Tuesday, February 11, 2014

Deep Attention

Recently I came across a blog called “Brainwaves for Leaders” devoted to making neuroscience useful to people in business, developing their “Neurocapability”. It’s wonderful to see so many sites that apply brain science in practical ways. The site emphasizes the need for focused attention as a way to balance the increasing distractions of attention characteristic of modern life. The goal is to build “Attentional Intelligence.”
"Attentional Intelligence is an intelligence which when highly developed allows you to effortlessly but 'mindfully' notice where your attention is at any moment and to intentionally choose where you want it to be." Linda Ray (2012)
The idea of paying attention to what your paying attention to is classic meditation and has been shown to improve overall intelligence. Sustained attention goes into more aspects of a problem or idea and the site has interesting business oriented ways to cultivate it.
 It’s helpful to devise new words in order to better talk about kinds of attention. I’ve borrowed two from brain wave terminology and distinguish between alpha and beta attention. Like the brain waves alpha attention is slower, calmer, gets inside the immediate, giving the present duration. It’s focused attention, fully on the subject at hand. What we bring into focus is where we are engaged. Attention is a sign of our involvement. Brain chemistry then encourages continued involvement because this is where we extend our capacities.

Beta attention is the everyday monkey-mind attention. Its scope is wider, keeping track of more things but in a more surface way, skimming, scanning, switching around.

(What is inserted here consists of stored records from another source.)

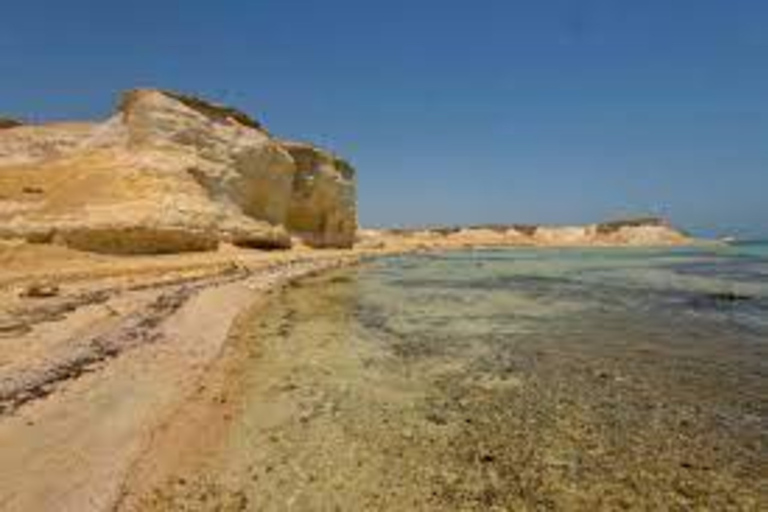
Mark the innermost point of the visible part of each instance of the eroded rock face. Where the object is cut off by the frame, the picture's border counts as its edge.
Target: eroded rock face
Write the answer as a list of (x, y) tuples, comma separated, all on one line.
[(323, 205), (170, 173)]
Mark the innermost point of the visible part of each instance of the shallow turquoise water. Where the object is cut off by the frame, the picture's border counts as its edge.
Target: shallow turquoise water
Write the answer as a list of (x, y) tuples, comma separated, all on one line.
[(525, 379)]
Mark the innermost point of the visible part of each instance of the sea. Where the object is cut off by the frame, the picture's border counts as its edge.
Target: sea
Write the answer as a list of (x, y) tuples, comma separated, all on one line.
[(507, 379)]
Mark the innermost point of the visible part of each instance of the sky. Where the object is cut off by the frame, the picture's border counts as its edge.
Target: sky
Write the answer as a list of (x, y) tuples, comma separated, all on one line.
[(546, 111)]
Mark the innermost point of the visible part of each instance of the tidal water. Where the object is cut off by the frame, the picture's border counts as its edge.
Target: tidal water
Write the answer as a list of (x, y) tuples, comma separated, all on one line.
[(516, 379)]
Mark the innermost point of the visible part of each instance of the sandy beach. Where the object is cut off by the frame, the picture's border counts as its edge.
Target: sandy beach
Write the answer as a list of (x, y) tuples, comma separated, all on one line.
[(102, 353)]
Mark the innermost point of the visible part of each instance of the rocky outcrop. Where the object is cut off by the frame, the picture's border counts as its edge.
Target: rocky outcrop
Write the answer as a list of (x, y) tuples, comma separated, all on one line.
[(7, 122), (322, 205), (169, 173), (630, 232)]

In a study of college students at Ohio State they found that multitasking was emotionally satisfying but not as productive as focused attention, but it was the emotional satisfaction that made checking devices so addictive. Deeper alpha attention takes more in, digests it more fully and is required for any challenge. Which is why challenge is such a good way to train it. Learning any skill provides challenge and extends capability. This is why studying illusionism can be so satisfying. It makes you pay attention to far more about the details and variation within kinds of objects. It demands full attention so is an outstanding arena for building and strengthening those parts of the brain.


Beauty commands attention. This makes it powerful. People who try to define beauty don’t understand how ephemeral the quality can be, the momentary effect of the light on a flower that transcends definition. The picture you take is only a reminder, can’t hold the moment itself. Beauty encourages alpha attention, to notice and hold in awareness, take it in more deeply. Alpha attention is the deep attention to particulars, where Blake’s “grain of sand” opens worlds. Reflections, qualities and the movement of light and shadows are as important to the feel of the moment as objects. Reflecting on beauty we become aligned with the guidance provided by our attunement to harmonic relations.